Enzyme-based NA inhibition assay and NA kinetics.

The sensitivities of the H7N9 viruses to zanamivir and oseltamivir carboxylate were determined by an enzyme-based assay using the fluorogenic substrate 2′-(4-methylumbelliferryl)-α-d-N-acetylneuraminic acid (MUNANA) at a final concentration of 167 µM and incubated at 37°C for 30 min (23, 24). The neuraminidase-cleaved product (4-methylumbelliferone) was detected using an FLUOstar OPTIMA microplate reader (BMG Labtech) at excitation and emission wavelengths of 355 and 460 nm, respectively. The IC50 for each virus was determined by plotting fluorescence as a function of the compound concentration followed by variable-slope dose-response curve fitting using GraphPad Prism software. The NA enzyme kinetics assays were performed with the MUNANA substrate (final concentration, 0 to 571.4 µM) as previously described (21) with viruses diluted to approximately 10,000 TCID50/well in a 96-well plate. The fluorescence of the released 4-methylumbelliferone was measured every 68 s for 68 min by using a FLUOstar OPTIMA microplate reader (BMG Labtech). The enzyme kinetics data were fitted to the Michaelis-Menten equation to determine the Michaelis constant (Km) and maximum velocity (Vmax) of substrate conversion using GraphPad Prism.

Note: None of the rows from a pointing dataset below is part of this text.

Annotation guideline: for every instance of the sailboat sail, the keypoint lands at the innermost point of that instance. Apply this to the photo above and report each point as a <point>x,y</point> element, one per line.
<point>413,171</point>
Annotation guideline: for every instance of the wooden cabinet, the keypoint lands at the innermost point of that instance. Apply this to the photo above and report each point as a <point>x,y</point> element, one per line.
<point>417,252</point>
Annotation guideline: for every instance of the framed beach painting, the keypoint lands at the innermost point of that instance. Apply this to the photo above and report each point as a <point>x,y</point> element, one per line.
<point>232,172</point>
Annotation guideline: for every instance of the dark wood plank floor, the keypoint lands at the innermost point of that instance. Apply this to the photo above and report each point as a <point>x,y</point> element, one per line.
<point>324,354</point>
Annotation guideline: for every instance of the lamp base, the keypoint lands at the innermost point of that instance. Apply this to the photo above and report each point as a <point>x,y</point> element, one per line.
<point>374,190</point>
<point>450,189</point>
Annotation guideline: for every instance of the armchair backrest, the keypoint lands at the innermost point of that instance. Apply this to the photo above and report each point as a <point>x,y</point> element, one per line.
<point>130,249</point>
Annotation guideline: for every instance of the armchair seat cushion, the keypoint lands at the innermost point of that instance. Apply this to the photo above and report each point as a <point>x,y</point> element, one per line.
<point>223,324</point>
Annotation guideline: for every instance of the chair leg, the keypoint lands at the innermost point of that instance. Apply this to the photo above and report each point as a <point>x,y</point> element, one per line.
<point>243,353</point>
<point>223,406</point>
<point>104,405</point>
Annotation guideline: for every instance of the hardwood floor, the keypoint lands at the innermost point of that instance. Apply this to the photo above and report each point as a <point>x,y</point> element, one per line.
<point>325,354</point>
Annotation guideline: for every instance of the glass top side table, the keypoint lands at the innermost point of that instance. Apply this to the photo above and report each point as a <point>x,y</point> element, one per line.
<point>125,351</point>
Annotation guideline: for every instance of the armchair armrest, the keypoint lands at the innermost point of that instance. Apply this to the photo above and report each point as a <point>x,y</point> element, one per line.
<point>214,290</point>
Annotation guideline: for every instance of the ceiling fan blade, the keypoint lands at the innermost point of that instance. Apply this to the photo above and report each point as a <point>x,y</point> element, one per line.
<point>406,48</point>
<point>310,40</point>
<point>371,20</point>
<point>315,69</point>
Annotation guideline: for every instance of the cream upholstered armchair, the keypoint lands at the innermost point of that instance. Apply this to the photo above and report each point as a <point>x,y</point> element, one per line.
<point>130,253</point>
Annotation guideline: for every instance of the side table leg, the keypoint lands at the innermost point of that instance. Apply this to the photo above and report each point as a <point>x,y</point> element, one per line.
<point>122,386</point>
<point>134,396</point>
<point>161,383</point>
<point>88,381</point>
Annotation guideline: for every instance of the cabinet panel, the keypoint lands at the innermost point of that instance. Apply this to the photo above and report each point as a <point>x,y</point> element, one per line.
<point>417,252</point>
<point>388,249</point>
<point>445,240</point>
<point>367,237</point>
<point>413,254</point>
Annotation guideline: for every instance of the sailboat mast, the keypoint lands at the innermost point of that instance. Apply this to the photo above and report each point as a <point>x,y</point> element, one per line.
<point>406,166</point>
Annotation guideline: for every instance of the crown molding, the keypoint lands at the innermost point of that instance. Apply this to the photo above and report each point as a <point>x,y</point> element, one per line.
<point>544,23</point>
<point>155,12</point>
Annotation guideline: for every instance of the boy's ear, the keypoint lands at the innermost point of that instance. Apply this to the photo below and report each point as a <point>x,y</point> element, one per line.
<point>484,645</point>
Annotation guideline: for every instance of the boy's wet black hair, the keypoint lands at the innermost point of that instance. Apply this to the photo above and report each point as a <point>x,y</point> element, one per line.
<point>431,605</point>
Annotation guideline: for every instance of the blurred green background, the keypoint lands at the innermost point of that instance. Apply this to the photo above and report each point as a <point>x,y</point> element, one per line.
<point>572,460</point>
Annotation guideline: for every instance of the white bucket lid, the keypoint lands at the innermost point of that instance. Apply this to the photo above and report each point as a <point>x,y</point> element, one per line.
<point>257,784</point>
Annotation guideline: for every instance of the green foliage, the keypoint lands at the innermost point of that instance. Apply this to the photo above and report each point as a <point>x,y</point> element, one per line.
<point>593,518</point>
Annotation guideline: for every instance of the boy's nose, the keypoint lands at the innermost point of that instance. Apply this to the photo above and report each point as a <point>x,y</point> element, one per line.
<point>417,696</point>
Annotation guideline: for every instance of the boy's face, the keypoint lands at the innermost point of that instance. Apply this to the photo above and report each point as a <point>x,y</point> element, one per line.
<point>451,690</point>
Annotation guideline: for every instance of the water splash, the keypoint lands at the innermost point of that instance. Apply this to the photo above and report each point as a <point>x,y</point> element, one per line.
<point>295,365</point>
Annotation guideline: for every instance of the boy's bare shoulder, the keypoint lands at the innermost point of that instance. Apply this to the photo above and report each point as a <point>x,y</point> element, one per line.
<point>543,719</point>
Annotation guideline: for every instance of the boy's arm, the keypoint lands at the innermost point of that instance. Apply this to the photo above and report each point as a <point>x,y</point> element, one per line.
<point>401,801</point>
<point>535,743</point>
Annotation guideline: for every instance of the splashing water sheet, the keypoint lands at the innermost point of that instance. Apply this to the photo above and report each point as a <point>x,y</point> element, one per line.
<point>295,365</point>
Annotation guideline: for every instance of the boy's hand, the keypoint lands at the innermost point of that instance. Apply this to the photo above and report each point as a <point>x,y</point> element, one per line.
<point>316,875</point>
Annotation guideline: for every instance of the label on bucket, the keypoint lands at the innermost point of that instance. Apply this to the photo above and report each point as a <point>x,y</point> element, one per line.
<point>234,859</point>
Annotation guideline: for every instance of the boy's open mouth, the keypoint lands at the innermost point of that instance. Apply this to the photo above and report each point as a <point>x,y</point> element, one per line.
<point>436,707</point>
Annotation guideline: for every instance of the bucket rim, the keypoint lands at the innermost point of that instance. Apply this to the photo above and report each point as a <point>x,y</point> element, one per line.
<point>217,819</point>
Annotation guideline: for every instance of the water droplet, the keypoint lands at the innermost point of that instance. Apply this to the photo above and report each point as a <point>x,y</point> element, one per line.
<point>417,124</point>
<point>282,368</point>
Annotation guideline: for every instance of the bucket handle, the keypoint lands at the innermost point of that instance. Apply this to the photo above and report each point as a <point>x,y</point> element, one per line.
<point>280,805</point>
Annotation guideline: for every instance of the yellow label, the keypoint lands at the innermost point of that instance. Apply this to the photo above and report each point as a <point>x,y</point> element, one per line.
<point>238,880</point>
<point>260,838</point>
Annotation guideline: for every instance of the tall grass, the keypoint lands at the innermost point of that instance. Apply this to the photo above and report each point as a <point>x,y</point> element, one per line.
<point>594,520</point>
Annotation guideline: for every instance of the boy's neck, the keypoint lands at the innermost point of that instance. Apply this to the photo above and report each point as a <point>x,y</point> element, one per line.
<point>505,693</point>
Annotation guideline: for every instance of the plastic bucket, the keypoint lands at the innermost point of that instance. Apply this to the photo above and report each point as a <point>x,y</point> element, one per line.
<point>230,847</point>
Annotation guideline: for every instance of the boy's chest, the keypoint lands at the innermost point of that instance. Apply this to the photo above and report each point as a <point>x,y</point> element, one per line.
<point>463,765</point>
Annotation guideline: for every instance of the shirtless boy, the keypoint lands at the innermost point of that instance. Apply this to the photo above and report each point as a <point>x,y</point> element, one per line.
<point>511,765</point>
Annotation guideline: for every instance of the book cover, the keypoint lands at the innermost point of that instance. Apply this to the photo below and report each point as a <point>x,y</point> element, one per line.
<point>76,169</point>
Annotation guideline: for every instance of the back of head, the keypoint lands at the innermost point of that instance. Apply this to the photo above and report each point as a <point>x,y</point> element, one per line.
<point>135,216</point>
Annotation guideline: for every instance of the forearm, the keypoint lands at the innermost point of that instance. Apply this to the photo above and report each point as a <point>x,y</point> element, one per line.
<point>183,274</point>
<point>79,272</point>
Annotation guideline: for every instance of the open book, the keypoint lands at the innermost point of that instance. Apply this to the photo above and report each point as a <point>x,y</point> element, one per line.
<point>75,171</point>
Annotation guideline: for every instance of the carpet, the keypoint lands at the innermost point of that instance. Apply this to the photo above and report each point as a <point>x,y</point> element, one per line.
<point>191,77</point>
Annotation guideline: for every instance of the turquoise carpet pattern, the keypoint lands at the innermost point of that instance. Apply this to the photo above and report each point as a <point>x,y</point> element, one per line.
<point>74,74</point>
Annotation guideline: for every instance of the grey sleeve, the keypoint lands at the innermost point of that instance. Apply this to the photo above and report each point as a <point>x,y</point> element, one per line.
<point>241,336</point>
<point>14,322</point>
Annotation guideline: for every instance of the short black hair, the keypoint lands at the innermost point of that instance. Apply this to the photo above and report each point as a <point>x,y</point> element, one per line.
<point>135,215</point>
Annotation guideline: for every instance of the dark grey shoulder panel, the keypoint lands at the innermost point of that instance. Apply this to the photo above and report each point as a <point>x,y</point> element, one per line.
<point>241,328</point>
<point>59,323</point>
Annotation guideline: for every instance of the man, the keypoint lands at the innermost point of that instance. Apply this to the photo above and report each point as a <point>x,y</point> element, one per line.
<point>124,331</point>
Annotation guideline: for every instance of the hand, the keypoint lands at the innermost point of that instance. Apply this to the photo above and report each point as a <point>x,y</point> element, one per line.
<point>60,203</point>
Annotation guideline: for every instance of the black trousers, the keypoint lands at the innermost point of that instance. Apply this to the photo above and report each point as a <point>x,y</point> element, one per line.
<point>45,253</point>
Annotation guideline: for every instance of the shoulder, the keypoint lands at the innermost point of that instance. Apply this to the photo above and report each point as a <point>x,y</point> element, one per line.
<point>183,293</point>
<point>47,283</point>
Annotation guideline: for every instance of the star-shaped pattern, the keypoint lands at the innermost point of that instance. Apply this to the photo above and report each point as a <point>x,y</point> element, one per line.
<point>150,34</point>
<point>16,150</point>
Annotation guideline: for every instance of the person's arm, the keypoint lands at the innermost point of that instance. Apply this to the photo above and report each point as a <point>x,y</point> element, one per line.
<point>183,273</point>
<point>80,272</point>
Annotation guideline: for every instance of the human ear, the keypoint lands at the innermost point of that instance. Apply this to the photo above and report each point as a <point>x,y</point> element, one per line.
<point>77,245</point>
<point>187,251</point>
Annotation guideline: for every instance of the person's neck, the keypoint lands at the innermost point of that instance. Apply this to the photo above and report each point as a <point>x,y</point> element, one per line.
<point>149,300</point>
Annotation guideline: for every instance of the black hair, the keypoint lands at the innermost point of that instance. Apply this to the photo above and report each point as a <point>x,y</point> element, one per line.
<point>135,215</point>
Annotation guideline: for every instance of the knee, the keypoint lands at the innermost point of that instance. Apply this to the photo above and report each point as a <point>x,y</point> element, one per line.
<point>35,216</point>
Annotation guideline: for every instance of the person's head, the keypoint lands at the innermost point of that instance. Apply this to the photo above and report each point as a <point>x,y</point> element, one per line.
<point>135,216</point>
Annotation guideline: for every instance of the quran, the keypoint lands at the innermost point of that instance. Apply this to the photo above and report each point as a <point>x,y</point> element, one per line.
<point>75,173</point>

Sensitivity to antiviral compounds in vitro.

The sensitivity of the human H7N9 viruses to zanamivir (0 to 500 µM), oseltamivir carboxylate (0 to 1,000 µM), or favipiravir (0 to 100 µM) was evaluated in MDCK cells at a multiplicity of infection (MOI) of 0.001 TCID50 per cell. Cells were pretreated with the antiviral compounds for 2 h prior to infection and after the 1-h incubation at 37°C. Supernatants were collected at 48 h postinfection and stored at −80°C before titration (log10 TCID50/ml; range of dilutions, 10−0.5 to 10−8) in MDCK cells.

Replication kinetics.

MDCK-SIAT cells were infected with the plaque-purified A/Shanghai/1/2013 NAR292 and NAK292 viruses at an MOI of 0.001 TCID50/cell. Supernatants were collected at 8 h, 16 h, 24 h, 40 h, 50 h, and 75 h postinfection and stored at −80°C before titration (log10 PFU/ml; detection limit = 10 PFU) in MDCK cells.